Award Winners are announced!
Given a Qur'anic passage (that consists of consecutive verses in a specific surah in the Holy Qur'an) and a question (posed in Modern Standard Arabic (MSA)) over that passage, the system is required to extract an answer to the question, where an answer is a span of text extracted from the given passage. The span must be an exact sub-string of the passage. The question might be a factoid or non-factoid question. Examples are shown below.
The task is defined to find any correct answer, even if the question actually has more than one answer in the accompanying passage.
The system is required to return up to 5 potential answers, ranked from 1 (top/best) to 5 (lowest) from the accompanying passage for the given question. Therefore, the evaluation will reward the system for returning any of the correct answers as higher as possible in the returned list of answers.
Qur’anic Passage (38:41-44) الفقرة القرآنية
وَٱذْكُرْ عَبْدَنَآ أَيُّوبَ إِذْ نَادَىٰ رَبَّهُۥٓ أَنِّى مَسَّنِىَ ٱلشَّيْطَٰنُ بِنُصْبٍ وَعَذَابٍ. ٱرْكُضْ بِرِجْلِكَ هَٰذَا مُغْتَسَلٌۢ بَارِدٌ وَشَرَابٌ. وَوَهَبْنَا لَهُۥٓ أَهْلَهُۥ وَمِثْلَهُم مَّعَهُمْ رَحْمَةً مِّنَّا وَذِكْرَىٰ لِأُو۟لِى ٱلْأَلْبَٰبِ. وَخُذْ بِيَدِكَ ضِغْثًا فَٱضْرِب بِّهِۦ وَلَا تَحْنَثْ إِنَّا وَجَدْنَٰهُ صَابِرًا نِّعْمَ ٱلْعَبْدُ إِنَّهُۥٓ أَوَّابٌ .
السؤال/ Question: من هو النبي المعروف بالصبر؟
الإجابة الذهبية / Gold Answer:
أَيُّوبَ
Qur’anic Passage (74:32-48) الفقرة القرآنية
كَلَّا وَٱلْقَمَرِ. وَٱلَّيْلِ إِذْ أَدْبَرَ. وَٱلصُّبْحِ إِذَآ أَسْفَرَ. إِنَّهَا لَإِحْدَى ٱلْكُبَرِ. نَذِيرًا لِّلْبَشَرِ. لِمَن شَآءَ مِنكُمْ أَن يَتَقَدَّمَ أَوْ يَتَأَخَّرَ. كُلُّ نَفْسٍۭ بِمَا كَسَبَتْ رَهِينَةٌ. إِلَّآ أَصْحَٰبَ ٱلْيَمِينِ. فِى جَنَّٰتٍ يَتَسَآءَلُونَ. عَنِ ٱلْمُجْرِمِينَ. مَا سَلَكَكُمْ فِى سَقَرَ. قَالُوا۟ لَمْ نَكُ مِنَ ٱلْمُصَلِّينَ. وَلَمْ نَكُ نُطْعِمُ ٱلْمِسْكِينَ. وَكُنَّا نَخُوضُ مَعَ ٱلْخَآئِضِينَ. وَكُنَّا نُكَذِّبُ بِيَوْمِ ٱلدِّينِ. حَتَّىٰٓ أَتَىٰنَا ٱلْيَقِينُ. فَمَا تَنفَعُهُمْ شَفَٰعَةُ ٱلشَّٰفِعِينَ.
السؤال/ Question: ما هي الدلائل التي تشير بأن الانسان مخير؟
الإجابات الذهبية / Gold Answers:
لِمَن شَآءَ مِنكُمْ أَن يَتَقَدَّمَ أَوْ يَتَأَخَّرَ
كُلُّ نَفْسٍۭ بِمَا كَسَبَتْ رَهِينَةٌ
This task is evaluated as a ranking task.
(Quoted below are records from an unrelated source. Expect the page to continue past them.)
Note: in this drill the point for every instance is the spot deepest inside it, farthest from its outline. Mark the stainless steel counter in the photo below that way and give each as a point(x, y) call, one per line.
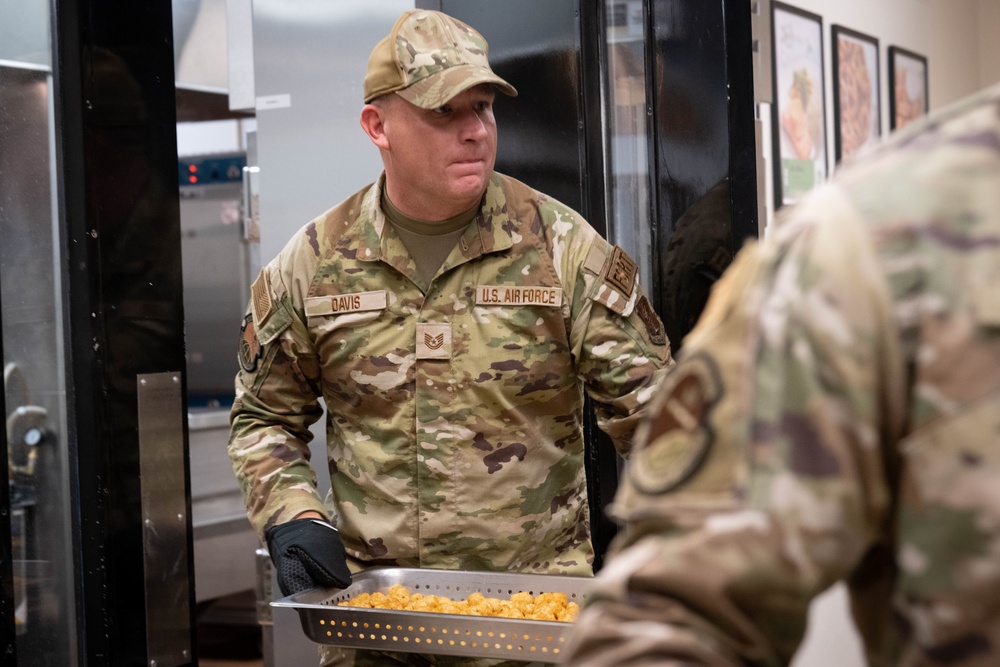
point(224, 542)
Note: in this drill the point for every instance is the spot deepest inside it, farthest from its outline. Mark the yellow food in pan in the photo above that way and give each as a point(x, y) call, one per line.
point(542, 607)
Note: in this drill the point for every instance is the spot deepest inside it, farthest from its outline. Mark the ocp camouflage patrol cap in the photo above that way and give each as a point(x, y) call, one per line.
point(429, 58)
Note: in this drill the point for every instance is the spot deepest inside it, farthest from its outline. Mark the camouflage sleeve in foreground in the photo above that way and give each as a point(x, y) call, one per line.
point(276, 402)
point(794, 356)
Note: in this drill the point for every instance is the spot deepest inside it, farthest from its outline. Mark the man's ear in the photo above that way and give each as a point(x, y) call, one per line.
point(373, 123)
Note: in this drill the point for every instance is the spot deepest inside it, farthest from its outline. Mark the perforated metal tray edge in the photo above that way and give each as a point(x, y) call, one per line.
point(432, 633)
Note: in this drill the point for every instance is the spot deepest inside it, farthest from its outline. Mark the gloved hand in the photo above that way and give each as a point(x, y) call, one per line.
point(307, 553)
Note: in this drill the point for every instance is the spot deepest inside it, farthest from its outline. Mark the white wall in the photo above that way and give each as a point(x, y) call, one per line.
point(958, 37)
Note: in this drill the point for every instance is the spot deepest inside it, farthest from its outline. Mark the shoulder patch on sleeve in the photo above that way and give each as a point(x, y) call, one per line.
point(654, 327)
point(597, 256)
point(620, 272)
point(250, 349)
point(262, 303)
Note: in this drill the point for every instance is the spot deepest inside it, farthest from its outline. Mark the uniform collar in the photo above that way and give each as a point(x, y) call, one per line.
point(491, 231)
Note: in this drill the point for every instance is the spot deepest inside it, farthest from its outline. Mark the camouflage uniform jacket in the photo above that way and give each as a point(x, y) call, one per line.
point(835, 415)
point(454, 427)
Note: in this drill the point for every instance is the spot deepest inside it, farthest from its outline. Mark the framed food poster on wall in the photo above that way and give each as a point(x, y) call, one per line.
point(857, 114)
point(799, 103)
point(908, 93)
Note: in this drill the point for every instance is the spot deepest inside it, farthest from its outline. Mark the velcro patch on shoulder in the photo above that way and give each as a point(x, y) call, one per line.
point(260, 297)
point(250, 349)
point(680, 436)
point(616, 281)
point(654, 327)
point(620, 272)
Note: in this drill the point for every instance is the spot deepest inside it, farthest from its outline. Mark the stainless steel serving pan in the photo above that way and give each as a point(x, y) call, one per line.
point(432, 633)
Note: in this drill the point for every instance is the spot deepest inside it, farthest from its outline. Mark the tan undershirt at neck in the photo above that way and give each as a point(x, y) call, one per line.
point(429, 243)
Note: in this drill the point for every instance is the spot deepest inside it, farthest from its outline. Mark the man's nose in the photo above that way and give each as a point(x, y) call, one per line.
point(473, 127)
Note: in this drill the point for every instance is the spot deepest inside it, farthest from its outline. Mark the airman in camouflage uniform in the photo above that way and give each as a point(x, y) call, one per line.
point(455, 404)
point(834, 416)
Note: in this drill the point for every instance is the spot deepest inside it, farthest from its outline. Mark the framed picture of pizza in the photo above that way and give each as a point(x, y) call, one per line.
point(907, 87)
point(800, 157)
point(856, 108)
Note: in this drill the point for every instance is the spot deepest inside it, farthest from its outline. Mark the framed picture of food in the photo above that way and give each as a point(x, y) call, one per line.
point(856, 110)
point(800, 160)
point(908, 87)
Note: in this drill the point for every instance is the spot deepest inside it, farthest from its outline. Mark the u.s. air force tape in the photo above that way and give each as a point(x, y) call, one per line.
point(680, 435)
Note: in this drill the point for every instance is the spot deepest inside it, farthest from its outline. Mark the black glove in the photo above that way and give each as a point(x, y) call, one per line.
point(307, 553)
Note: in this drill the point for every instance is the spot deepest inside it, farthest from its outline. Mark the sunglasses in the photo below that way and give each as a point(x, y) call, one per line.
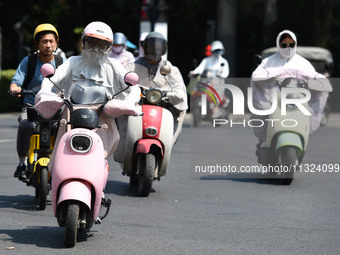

To give credit to a QA system that may retrieve an answer (not necessarily at the first rank) that does not fully match one of the gold answers but partially matches it, we use partial Reciprocal Rank (pRR) [1]. It is a variant of the traditional Reciprocal Rank evaluation metric that considers partial matching. pRR is the official evaluation measure of our shared task.
We will also report Exact Match (EM) and F1@1, which are evaluation metrics applied on the top predicted answer only. The EM metric is a binary measure that rewards a system only if the top predicted answer matches one of the gold answers exactly. Whereas, the F1@1 metric measures the token overlap between the top predicted answer and the best matching gold answer [2].
To get an overall evaluation score, each of the above measures is averaged over all questions.
The evaluation script is released on our main repo.
[1] Malhas, R. and Elsayed, T. AyaTEC: Building a Reusable Verse-Based Test Collection for Arabic Question Answering on the Holy Qur’an. ACM Transactions on Asian and Low-Resource Language Information Processing (TALLIP), 19(6), pp.1-21, 2020.
[2] Rajpurkar, P., Zhang, J., Lopyrev, K. and Liang, P. SQuAD: 100, 000+ Questions for Machine Comprehension of Text. In EMNLP 2016.